The set composed of the 13 scores corresponds to the input that feeds the neural network. The secondary structure assigned by DSSP is taken as the expected output of the neural network. According to the artificial intelligence theory, a neural network is able to learn from these input/output values to predict the secondary structure of future unseen amino acid sequences.

2.4 Obtaining the neural network

A neural network was designed to learn the training dataset and eventually predict secondary structure for unseen residues. The network was composed of three layers (input, hidden, and output). The input layer has 13 units; each unit corresponding to a score calculated by the prediction programs. The hidden layer is composed of five units. The number of neurons in the hidden layer was obtained by using the BIC criterion (Bayesian Information Criterion).

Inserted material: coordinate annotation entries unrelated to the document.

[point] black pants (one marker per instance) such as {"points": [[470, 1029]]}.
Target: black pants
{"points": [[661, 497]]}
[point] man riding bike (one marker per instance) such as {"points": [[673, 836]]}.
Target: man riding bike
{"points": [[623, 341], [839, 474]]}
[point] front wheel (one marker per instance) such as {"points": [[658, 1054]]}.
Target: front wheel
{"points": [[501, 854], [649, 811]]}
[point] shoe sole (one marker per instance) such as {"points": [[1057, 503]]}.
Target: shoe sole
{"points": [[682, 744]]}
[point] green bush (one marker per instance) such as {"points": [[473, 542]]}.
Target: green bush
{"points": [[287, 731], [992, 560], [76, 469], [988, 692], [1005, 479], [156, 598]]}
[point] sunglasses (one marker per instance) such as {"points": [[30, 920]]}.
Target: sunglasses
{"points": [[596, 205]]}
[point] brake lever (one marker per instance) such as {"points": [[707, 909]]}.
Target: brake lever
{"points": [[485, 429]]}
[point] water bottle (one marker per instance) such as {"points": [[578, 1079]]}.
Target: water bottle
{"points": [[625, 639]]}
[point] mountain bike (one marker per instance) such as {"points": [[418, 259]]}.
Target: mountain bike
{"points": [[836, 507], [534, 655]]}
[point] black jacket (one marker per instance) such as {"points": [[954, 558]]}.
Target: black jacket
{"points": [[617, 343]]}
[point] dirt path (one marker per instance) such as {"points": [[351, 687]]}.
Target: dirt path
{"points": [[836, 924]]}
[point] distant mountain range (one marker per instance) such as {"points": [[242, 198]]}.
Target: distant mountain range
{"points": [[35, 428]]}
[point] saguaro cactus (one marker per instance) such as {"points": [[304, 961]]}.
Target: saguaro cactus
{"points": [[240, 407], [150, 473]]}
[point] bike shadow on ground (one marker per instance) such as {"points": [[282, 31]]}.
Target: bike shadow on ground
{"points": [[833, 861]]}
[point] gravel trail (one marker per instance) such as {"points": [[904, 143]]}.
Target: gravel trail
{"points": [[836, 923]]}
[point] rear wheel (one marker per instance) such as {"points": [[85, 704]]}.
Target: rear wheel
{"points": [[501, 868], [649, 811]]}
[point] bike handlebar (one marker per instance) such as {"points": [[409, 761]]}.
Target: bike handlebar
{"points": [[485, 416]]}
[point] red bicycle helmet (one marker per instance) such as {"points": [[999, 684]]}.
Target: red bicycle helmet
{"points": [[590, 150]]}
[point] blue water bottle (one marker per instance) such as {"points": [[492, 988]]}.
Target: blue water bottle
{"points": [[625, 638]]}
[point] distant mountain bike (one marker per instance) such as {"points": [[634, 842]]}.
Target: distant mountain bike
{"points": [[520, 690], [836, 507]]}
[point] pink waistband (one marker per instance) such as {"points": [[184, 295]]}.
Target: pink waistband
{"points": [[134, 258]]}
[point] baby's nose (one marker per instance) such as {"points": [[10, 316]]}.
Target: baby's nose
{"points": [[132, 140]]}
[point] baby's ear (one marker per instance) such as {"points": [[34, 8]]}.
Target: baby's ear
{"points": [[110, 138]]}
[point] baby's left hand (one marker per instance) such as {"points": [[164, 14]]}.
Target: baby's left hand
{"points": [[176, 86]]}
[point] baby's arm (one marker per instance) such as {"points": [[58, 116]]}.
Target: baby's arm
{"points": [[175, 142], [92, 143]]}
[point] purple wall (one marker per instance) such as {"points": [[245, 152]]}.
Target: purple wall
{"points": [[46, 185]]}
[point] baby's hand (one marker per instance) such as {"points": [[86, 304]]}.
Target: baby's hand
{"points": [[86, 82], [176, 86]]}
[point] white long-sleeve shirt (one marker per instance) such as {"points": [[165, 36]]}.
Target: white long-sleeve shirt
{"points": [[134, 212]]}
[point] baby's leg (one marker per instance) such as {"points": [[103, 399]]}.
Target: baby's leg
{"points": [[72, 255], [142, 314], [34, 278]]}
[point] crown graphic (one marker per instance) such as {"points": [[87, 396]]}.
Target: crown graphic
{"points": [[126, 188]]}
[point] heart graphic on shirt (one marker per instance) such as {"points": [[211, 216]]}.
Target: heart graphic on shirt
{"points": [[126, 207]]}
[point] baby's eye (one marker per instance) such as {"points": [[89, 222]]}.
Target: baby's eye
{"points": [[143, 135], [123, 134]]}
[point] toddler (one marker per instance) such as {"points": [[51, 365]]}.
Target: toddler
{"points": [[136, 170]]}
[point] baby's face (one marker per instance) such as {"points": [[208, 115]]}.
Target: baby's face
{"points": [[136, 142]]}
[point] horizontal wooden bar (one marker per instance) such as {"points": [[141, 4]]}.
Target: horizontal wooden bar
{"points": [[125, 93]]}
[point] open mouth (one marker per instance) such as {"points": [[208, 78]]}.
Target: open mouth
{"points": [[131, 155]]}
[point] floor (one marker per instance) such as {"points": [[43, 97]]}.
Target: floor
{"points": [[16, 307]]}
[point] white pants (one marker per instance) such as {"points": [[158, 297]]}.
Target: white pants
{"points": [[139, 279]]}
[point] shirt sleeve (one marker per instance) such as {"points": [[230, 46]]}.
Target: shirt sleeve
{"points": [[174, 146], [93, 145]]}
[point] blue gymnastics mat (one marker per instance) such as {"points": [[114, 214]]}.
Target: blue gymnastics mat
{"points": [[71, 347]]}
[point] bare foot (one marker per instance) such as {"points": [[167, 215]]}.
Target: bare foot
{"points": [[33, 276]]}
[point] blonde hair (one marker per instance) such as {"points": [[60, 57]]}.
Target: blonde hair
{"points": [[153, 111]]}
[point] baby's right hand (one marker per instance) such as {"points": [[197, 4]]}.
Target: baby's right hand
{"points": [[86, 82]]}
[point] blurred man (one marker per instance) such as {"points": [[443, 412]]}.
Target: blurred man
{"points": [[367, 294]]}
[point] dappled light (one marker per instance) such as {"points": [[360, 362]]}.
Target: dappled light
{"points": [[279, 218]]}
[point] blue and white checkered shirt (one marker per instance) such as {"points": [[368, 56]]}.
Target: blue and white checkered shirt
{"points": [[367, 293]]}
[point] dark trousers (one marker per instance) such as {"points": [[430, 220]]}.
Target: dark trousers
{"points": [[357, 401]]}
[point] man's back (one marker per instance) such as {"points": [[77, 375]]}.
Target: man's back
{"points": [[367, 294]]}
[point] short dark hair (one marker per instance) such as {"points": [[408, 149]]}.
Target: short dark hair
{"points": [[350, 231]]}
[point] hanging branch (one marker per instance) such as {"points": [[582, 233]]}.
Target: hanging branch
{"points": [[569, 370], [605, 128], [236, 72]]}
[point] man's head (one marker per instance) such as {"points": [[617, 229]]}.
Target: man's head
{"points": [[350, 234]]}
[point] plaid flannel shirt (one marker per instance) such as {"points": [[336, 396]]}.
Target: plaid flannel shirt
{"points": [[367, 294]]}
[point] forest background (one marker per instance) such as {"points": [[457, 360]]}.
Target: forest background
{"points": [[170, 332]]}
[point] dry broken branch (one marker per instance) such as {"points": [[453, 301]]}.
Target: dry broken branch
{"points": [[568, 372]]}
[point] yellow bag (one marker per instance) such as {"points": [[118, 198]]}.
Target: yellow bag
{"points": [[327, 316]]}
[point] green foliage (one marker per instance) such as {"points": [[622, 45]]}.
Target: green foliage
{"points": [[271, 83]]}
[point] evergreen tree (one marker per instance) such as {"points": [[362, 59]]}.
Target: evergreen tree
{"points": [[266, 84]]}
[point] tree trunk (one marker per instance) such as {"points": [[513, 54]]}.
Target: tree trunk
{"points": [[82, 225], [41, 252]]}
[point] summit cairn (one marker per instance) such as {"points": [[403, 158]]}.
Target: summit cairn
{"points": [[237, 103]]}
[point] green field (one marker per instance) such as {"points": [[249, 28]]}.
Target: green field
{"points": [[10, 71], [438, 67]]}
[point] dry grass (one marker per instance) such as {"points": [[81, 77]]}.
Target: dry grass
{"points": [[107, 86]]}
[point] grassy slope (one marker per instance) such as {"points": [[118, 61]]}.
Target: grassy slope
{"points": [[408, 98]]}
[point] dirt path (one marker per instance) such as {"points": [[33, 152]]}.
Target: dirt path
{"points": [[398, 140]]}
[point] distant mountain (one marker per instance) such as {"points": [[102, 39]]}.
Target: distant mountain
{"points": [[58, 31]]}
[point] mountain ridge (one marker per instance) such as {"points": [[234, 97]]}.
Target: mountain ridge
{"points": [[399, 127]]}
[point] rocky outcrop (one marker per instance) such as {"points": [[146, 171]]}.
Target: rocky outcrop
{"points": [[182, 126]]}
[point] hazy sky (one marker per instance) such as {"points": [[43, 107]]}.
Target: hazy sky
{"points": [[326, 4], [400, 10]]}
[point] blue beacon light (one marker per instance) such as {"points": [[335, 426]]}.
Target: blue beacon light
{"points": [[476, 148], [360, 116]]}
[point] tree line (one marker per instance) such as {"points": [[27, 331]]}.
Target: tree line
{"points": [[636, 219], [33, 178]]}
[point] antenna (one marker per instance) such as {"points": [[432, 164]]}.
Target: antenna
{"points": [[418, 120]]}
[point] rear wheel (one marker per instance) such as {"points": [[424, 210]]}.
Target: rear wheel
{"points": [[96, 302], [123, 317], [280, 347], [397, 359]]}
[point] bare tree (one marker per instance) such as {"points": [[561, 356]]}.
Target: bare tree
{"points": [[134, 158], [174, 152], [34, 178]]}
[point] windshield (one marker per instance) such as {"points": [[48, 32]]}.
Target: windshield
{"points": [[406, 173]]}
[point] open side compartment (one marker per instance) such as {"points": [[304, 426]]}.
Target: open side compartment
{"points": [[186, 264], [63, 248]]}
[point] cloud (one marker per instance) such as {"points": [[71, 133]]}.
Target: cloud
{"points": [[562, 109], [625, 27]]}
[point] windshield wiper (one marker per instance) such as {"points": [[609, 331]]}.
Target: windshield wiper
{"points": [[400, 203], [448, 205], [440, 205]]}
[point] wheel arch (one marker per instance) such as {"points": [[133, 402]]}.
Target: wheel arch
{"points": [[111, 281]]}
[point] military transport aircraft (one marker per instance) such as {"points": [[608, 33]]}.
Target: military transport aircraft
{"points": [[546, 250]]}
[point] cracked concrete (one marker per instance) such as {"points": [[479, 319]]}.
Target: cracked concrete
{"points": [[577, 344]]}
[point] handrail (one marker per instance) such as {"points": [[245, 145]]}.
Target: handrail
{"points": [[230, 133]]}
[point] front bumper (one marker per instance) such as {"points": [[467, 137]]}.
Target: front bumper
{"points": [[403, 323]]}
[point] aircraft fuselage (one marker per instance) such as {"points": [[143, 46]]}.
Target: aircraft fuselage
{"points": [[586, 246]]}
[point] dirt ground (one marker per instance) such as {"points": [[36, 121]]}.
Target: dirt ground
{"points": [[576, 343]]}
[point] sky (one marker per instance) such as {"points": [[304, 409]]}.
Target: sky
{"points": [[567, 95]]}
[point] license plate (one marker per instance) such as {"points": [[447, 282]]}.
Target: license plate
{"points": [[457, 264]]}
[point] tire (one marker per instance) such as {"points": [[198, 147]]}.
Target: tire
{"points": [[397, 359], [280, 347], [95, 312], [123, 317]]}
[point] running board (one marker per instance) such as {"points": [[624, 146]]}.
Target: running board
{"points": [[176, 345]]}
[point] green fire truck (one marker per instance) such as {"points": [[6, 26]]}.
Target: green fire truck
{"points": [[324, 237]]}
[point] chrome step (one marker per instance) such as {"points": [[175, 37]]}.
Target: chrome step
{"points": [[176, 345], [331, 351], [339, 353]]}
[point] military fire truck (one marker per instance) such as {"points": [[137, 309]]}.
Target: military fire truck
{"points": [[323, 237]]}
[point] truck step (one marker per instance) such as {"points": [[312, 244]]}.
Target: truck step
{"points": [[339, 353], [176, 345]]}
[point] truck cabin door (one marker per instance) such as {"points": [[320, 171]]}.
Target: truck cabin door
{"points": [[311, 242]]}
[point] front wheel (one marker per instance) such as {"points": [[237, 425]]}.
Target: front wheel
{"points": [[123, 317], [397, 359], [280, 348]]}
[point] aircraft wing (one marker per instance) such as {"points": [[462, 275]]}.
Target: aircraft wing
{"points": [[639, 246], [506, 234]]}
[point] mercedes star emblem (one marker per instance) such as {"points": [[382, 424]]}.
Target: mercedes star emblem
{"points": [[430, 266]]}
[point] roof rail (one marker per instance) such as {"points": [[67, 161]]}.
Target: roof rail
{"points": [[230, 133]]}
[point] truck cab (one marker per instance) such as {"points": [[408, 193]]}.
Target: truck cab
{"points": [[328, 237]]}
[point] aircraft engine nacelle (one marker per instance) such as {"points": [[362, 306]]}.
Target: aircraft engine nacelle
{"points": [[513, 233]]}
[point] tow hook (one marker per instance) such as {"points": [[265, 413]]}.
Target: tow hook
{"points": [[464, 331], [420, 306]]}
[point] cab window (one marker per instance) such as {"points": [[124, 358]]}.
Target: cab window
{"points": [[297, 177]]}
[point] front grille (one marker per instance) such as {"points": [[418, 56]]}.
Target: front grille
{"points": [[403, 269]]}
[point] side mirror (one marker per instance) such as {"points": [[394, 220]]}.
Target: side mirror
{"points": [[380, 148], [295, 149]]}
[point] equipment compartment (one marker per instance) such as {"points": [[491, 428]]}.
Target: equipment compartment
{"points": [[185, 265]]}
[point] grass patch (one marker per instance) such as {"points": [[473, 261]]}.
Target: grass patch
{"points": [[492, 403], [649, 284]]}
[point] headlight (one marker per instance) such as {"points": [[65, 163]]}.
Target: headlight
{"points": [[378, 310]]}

The output layer has three neurons (a-helix, b-sheet, and "other"). The output of the network is 1 0 0 when the input corresponds to a helix, 0 1 0 for a sheet, and 0 0 1 when the input is neither a helix nor a sheet. Figure 1 shows the topology of the neural network.

The backpropagation learning algorithm was used. The number of iterations in the learning process was optimized to 200 to save time without losing the learning performance of the network. A logistic function was used as the activation function. In the training process, the whole proteins in the training set were presented to the neural network.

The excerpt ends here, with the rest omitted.